3

Today morning I found a bug on my Lua Script, wich seem very weird. How can this evaluation fail this way? Examples can be tested in here

First example:

if( math.abs(29.7 - 30) <=  0.3 ) then
  result = 1
else
  result = 0
end
print("result = "..result )
-->> result = 0

Second example:

if( 0.3 <=  0.3 ) then
   result = 1
else
   result = 0
end
  print("result = "..result )
-->> result = 1

Third example

if( math.abs(29.7-30) == 0.3 )then
   print("Lua says: "..math.abs(29.7-30).." == 0.3")
else
   print("Lua says: "..math.abs(29.7-30).." ~= 0.3")
end
-->> Lua says: 0.3 ~= 0.3 WHAT?

I am really confuse, and I would like to understand this to avoid similiar bugs in the future. Thanks

MRodrigues
  • 1,927
  • 1
  • 17
  • 22

2 Answers2

8

You are being hit by the fact that Lua uses (IEEE 754) 64-bit double-precision floating point numbers.

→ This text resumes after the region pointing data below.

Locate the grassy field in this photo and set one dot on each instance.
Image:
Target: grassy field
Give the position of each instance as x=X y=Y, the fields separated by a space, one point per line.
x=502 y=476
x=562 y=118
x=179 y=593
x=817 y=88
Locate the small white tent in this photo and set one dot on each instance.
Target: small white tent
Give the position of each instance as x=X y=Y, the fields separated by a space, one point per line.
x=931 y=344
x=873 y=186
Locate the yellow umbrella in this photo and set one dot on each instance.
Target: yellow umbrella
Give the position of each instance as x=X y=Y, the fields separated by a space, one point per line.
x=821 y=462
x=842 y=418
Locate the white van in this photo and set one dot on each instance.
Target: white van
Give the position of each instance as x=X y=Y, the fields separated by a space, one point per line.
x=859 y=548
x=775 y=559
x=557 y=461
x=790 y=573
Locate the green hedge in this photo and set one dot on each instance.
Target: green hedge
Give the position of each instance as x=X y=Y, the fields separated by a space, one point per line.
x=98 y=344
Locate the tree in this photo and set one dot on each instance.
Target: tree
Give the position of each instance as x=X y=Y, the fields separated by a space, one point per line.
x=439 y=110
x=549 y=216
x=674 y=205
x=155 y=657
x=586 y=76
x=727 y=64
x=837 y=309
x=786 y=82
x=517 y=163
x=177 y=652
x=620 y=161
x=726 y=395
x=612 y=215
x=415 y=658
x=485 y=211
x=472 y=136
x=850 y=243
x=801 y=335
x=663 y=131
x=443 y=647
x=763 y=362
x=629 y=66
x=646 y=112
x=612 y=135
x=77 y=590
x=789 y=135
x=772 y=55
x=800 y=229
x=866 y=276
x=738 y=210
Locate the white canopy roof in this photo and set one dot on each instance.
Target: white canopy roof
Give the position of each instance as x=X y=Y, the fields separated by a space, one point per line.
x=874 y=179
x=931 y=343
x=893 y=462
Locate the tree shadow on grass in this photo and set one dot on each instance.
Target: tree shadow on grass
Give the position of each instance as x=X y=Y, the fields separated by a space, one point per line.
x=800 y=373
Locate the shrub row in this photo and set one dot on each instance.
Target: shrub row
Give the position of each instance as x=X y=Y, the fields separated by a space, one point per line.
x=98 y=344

Look at the following examples
> print(0.3 == 0.3)
true
> print(0.3 <= 0.3)
true
> print(0.3 >= 0.3)
true

The actual value of 0.3 in memory is:
> print(string.format("%1.64f",math.abs(-0.3)))
0.2999999999999999888977697537484345957636833190917968750000000000

Now look at you example:
> print(math.abs(29.7-30) == 0.3)
false
> print(math.abs(29.7-30) >= 0.3)
true
> print(math.abs(29.7-30) <= 0.3)
false

The actual value of 29.7-30 is:
> print(string.format("%1.64f",29.7-30))
-0.3000000000000007105427357601001858711242675781250000000000000000

The actual value of math.abs(29.7-30) is:
> print(string.format("%1.64f", math.abs(29.7-30))
0.3000000000000007105427357601001858711242675781250000000000000000

And just for fun the value of math.abs(-0.3) is:
> print(string.format("%1.64f", math.abs(-0.3)))
0.2999999999999999888977697537484345957636833190917968750000000000

There are two solutions to you problem, the first is read What Every Computer Scientist Should Know About Floating-Point Arithmetic, and understand it :-). The second solution is to configure Lua to use another type for numbers, see Values and Types for hints.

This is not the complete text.